Wednesday, April 10, 2013

Fasting Day 1- Let It Go

Beginning the second day of the juice fast. Fasting certainly changes perspective. Yesterday I noticed all the reflexive eating habits I had; eating out of habit rather than need. The headache which was probably from the coffee withdrawal was a real nuisance, especially while running the chainsaw. Now that is gone and I didn’t miss my coffee this morning as much as I thought I would. A fast is a personal shakedown. It makes me realize how weak and dependent I can be: a good thing to remember before I think about ridiculing those same traits in others.


Yesterday I spent a lot of time by myself, working outside; prayed a lot, listened a lot, and at the end of the day found a small degree of peace with my ironman withdrawal. God seemed to show me that, I still limp a little while walking. My hip still hurts just walking. The very slow trail running I do is ponderous and painful at times. At its best my run is not fast enough to beat the cut-off time, nor could I have even walked fast enough to finish the ironman before the cut-off time. Let it go, Marv. Let it go, God seems to say.

Thursday, March 28, 2013

Wild Dog Moon Barking

--and bark at the moon like the wild dog you are." I love those words spoken by the late Jon Blais. Wild dog, barking at the moon pretty well tells the story. That's what is inside. Sure it is covered in the trappings of civility, but wild dog moon barking always connects me and quickens my pulse.
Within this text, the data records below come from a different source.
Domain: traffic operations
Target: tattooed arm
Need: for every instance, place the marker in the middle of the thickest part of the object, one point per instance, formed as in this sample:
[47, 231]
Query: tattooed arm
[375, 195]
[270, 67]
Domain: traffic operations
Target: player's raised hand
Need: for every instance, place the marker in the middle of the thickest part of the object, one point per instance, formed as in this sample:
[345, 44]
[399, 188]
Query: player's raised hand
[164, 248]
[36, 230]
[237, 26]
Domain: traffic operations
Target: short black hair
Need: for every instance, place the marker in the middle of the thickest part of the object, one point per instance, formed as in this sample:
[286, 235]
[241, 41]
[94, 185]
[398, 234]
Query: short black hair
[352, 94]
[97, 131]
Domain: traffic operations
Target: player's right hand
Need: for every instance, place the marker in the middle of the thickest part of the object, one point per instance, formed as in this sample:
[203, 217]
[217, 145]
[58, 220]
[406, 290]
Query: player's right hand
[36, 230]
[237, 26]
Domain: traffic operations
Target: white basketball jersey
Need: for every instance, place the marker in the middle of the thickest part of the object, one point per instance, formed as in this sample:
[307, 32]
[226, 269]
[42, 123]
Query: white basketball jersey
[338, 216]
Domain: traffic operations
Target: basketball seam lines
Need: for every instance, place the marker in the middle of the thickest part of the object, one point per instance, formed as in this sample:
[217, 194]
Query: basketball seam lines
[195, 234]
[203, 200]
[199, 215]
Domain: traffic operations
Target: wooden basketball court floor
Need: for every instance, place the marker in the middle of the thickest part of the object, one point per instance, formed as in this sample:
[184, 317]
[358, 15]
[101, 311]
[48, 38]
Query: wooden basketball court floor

Today I talked to a friend whose elder father had recently passed away. The father was an independent soul; a wild dog type. When the father's disabilities became too great, they had to put him in a nursing home. He only lived about two more months. He died the caged animal, homesick for freedom. I would be no different. I am too long in the tooth to become truly civilized or normal now. Recovering from this injury has this wild dog pacing across the front of his cage. I am looking for, thinking about, that next event, that better way to train. I am beginning to remember who I was and want to be poured out again. Last night I went outside, listened to the moonlit quiet, and reveled in feeling of the fresh spring winds on my face. It is time. Open the cage. There is some wild dog moon barking to be done. "One cannot consent to creep when one feels an impulse to soar." Helen Keller

Thursday, March 14, 2013

Try-Just One More Day

Very close to pulling the plug on my ironman event. There is so much wrong going on in my body I don't even take inventory of it anymore. And, in tired times, the wrongs overrun the spirit. Why do this? Then there are days like this after a good night of sleep, good food yesterday, and an awesomely beautiful, practically windless day. And the humbled spirit raises its bloodied head to catch the sunbeams of hope; a deep breath, a small smile: just one more day. I don't have to do the ironman event. That is a couple months off. But, I just have to do justice to this one wonderful day; give more breath to this great feeling inside me. Try - just one more day. One more day: Bless me Lord in it.

Monday, March 11, 2013

Where Do Old Triathletes Go

Whatever madness made me sign up for an ironman? I’ll never make it. It is apparent from my sad spectacle of a long run today, that I am suffering from a bad case of I O M H (in over my head). To finish the ironman run (26.2 miles) before the time cut-off, the race director would have to grant me special immunity from cut-off times. Even then, God would have to grant me another lifetime so I would have time to finish. Yeah, I’m really slow. It wasn’t comforting that buzzards circled me all day, probably thinking I was going so slow that soon I would fall over and be road kill. Pigeons tried to land on me all day; I suppose they thought I was a statue or something. 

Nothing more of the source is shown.